That year, by Google's reckoning, was the publication date for "Raymond Chandler's Killer in the Rain, The Portable Dorothy Parker, André Malraux' La Condition Humaine, Stephen King's Christine, The Complete Shorter Fiction of Virginia Woolf, Raymond Williams' Culture and Society, Robert Shelton's biography of Bob Dylan, Fodor's Guide to Nova Scotia, and the Portuguese edition of the book version of Yellow Submarine, to name just a few," Nunberg observes.
1899, it turns out, is a placeholder number. A metadata provider gave Google a large number of book records from Brazil that list 1899 as a default publication date, resulting in about 250,000 misdated books from this one source.
"Our providers have millions of errors like these, and we do what we can to eliminate them," acknowledges Google' engineering manager Jon Orwant in a comment on Nunberg's blog. "We have made substantial improvements over the past year, but I'm sure we can all agree there's a great deal more to do."

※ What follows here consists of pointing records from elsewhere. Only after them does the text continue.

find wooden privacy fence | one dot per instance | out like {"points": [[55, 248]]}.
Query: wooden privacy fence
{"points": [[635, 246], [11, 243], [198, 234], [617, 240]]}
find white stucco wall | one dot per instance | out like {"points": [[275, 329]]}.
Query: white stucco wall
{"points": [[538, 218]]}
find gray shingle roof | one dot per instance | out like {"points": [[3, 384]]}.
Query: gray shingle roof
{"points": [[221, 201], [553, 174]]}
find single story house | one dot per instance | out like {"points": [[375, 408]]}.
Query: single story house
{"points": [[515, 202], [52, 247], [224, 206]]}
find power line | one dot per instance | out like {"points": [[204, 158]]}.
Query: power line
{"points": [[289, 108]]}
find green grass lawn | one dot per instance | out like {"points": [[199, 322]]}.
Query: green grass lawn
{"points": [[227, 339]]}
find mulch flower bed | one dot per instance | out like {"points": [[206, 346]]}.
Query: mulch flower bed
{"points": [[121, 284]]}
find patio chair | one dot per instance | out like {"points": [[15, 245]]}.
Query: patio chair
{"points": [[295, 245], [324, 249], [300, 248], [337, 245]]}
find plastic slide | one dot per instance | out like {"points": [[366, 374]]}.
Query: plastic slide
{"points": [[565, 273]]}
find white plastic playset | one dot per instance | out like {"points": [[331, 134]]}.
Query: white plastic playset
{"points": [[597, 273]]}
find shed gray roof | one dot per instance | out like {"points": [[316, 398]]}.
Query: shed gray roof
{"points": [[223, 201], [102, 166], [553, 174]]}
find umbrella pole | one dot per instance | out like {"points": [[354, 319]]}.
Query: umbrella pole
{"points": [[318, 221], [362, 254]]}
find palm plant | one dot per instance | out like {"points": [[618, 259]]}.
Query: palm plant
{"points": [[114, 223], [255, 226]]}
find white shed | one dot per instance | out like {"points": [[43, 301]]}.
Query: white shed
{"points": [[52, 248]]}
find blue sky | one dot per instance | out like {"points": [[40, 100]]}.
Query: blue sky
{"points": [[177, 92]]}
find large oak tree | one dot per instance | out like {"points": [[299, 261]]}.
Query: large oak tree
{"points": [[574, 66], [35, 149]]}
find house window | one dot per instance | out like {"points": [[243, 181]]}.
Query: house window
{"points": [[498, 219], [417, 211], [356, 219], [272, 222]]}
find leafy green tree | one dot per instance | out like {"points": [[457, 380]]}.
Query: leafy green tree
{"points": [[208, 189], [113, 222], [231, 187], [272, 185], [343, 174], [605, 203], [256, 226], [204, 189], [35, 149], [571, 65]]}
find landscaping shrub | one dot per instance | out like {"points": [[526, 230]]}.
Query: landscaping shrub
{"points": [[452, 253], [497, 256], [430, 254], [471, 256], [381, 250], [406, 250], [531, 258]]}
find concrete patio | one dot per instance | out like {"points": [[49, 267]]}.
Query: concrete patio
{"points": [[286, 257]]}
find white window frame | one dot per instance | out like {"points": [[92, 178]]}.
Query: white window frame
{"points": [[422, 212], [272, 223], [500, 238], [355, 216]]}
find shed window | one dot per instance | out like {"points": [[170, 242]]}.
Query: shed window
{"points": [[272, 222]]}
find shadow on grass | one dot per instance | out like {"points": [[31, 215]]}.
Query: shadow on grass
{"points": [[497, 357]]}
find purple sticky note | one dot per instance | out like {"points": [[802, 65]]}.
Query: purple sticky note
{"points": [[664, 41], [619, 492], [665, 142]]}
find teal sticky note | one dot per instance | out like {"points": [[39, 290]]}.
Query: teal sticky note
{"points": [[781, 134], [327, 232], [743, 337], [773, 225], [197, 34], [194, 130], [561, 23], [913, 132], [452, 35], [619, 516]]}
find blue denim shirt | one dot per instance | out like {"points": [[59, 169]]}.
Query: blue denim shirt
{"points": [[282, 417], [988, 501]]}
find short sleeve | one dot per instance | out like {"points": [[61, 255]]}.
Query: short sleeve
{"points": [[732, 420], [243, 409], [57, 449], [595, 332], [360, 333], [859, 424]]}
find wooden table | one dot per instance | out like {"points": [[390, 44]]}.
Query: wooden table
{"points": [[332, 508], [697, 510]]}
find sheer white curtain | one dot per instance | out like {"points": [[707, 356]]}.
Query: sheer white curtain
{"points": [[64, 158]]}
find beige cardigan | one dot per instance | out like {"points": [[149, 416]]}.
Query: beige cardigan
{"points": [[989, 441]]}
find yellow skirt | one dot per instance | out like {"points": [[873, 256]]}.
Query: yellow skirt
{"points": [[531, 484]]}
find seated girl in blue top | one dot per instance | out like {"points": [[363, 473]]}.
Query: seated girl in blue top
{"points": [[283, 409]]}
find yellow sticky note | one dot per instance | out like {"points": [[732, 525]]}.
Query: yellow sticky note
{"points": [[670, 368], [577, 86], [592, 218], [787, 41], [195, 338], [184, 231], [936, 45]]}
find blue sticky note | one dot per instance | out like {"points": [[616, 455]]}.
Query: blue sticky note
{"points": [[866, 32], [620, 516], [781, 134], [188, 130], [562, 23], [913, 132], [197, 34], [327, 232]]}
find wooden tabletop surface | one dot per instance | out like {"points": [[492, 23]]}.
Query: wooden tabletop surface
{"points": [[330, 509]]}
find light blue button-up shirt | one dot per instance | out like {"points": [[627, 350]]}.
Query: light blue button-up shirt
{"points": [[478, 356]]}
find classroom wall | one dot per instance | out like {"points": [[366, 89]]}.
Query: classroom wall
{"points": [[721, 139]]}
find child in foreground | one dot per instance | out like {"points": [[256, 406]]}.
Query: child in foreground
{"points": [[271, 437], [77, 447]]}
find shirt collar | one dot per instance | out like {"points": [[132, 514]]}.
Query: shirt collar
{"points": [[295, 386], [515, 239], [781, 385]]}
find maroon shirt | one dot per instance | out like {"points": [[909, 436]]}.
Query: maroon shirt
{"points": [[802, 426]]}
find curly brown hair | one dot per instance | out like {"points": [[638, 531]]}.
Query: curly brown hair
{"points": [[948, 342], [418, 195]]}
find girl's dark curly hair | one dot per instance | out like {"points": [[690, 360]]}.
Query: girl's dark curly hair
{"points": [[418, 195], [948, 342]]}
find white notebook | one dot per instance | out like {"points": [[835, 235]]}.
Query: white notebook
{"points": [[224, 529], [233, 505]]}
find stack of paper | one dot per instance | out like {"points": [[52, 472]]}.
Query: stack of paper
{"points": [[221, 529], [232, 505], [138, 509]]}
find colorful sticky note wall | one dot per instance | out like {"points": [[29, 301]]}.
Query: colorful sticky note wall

Many of those participating in the discussion on Nunberg's blog suggest that some of that "great deal more" could be Wikipedia-style crowdsourcing. It would be a cost-effective way -- free labor! -- to hunt down and correct errors in the Google Book database. But would anyone go for it?
As a commenter identifying himself as Nick Lamb puts it, "Volunteers have transcribed Britain's census (100+ year old census paperwork is released to the public on the basis that most people mentioned in it are long dead) and other public records which are every bit as dull as the phone book. BUT to make it happen Google need to reassure people that they're not being taken advantage of, the facts collected must be irrevocably put into the public domain."
Whether that fits with Google's long-term goals for Google Books remains to be seen. But Google-style crowdsourcing -- Knol -- hasn't exactly given Wikipedia a run for its money.
More broadly, the state of the Google Books metadata suggests that other databases that have an even greater impact on people's lives may also be rife with errors.